Meçhul bir diyardan uzak topraklara doğru çıkılan bir göç yolculuğuyla başladı her şey. Sonra Deli Belkıs’ın elinden tutan çocuk, bir çınar gibi kök salacağı o karmakarışık şehre adım attı. Her zaman anlatılanın aksine, ana karakterin değil ikinci adamın, yani Doğan’ın yaşamı bu.
Padişahın değil vezirin, yıldız futbolcunun değil yedek kulübesinde şans bekleyenin, tam on ikiden değil sekiz buçuktan vuranın hikayesi. Aynı zamanda; eski İstanbul’un çok kültürlü ve rengarenk dokusundan 6-7 Eylül olaylarına, Kore Savaşı’ndan sağ sol çatışmasına, askeri darbelerden 17 Ağustos depremine dek eksiksiz bir yakın tarih sergisi.
Müdürden Sonra Müdür; aşkı için hayata çalım atmak isterken Guinness Rekorlar Kitabı’na girmesine ramak kalan bir “kiracı”nın, çocuklarına dahi yük olmayan bir kahramanın, ailesine her şartta kol kanat germiş bir “reis”in henüz çekilmemiş filmi. Çünkü her zamanki gibi en müthiş hikayeler, en sıradan görünen insanların ardına gizlenmiş halde bizi bekliyor.

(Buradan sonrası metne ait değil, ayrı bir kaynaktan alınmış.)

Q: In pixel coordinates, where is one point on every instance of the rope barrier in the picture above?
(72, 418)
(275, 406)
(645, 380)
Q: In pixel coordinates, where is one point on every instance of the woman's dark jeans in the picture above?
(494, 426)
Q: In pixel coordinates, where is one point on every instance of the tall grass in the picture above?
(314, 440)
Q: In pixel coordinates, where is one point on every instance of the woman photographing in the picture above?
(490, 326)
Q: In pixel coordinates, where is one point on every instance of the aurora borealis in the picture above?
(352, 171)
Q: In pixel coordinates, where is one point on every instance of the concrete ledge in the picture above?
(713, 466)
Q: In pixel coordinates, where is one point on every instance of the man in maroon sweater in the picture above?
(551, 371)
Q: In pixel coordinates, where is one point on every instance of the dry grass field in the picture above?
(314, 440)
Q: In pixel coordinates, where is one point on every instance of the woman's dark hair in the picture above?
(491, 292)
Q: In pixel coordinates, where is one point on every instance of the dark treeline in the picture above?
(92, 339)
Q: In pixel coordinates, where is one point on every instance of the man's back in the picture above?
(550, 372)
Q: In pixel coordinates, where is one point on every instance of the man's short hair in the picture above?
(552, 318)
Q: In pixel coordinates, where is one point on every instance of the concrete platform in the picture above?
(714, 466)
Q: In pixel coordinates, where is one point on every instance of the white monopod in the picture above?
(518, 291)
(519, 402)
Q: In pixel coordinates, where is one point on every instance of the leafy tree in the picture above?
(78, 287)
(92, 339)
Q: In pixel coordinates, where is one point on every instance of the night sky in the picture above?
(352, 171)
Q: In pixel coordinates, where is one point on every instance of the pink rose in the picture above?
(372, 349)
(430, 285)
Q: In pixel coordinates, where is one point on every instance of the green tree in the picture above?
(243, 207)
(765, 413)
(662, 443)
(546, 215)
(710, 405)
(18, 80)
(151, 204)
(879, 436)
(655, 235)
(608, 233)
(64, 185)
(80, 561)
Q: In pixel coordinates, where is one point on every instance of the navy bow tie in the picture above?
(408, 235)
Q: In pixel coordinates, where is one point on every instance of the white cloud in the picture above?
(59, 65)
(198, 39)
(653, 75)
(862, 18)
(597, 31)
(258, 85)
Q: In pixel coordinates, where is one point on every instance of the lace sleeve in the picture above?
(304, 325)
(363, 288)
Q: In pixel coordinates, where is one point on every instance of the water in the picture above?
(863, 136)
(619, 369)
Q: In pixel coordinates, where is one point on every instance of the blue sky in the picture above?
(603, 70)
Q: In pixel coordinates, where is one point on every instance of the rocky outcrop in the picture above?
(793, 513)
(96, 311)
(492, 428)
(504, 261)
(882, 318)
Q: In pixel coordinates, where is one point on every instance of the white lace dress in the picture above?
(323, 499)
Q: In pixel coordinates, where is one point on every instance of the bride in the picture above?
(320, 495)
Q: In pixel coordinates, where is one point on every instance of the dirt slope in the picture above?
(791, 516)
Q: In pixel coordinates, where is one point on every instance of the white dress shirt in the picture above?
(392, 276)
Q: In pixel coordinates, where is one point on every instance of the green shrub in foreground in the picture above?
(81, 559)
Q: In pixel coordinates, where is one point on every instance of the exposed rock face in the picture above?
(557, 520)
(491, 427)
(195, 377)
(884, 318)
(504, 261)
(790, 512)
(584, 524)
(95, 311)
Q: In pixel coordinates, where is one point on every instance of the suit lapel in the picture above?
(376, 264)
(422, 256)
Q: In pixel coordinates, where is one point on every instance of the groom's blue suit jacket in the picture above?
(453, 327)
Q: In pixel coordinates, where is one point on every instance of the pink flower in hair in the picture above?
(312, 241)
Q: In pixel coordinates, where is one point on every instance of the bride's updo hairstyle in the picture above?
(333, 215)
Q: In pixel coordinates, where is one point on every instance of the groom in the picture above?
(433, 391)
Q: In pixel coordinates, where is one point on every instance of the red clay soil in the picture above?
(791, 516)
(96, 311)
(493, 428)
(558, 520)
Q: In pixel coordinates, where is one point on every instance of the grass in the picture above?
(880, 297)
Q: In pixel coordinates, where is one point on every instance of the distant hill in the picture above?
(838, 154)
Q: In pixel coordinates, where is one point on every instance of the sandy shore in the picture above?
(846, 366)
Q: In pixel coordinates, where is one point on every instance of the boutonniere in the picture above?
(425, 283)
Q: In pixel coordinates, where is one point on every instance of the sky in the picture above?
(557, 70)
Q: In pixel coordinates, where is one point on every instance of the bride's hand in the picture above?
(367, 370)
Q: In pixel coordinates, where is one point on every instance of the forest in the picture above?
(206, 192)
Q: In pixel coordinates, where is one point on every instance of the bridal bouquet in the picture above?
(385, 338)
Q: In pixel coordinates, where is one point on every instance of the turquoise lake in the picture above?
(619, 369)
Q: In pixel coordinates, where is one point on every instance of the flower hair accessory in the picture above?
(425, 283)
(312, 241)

“İşte bir gün baktım ikisi kavga etmiş. Dedim anlatın bakayım n’oldu. Camdan bakıyorlarmış da denizden gemi geçmiş. Başlamışlar kavga etmeye. Takmışlar kafayı geminin bayrağına, tanımıyorlar da, garip bir bayrak. Vay komünist gemisi bu, vay faşist gemisi bu. Aldım karşıma ikisini de. Dedim ki, oğlum siz manyak mısınız, geminin faşisti, komünisti olur mu? Öpün birbirinizi barışın hemen.”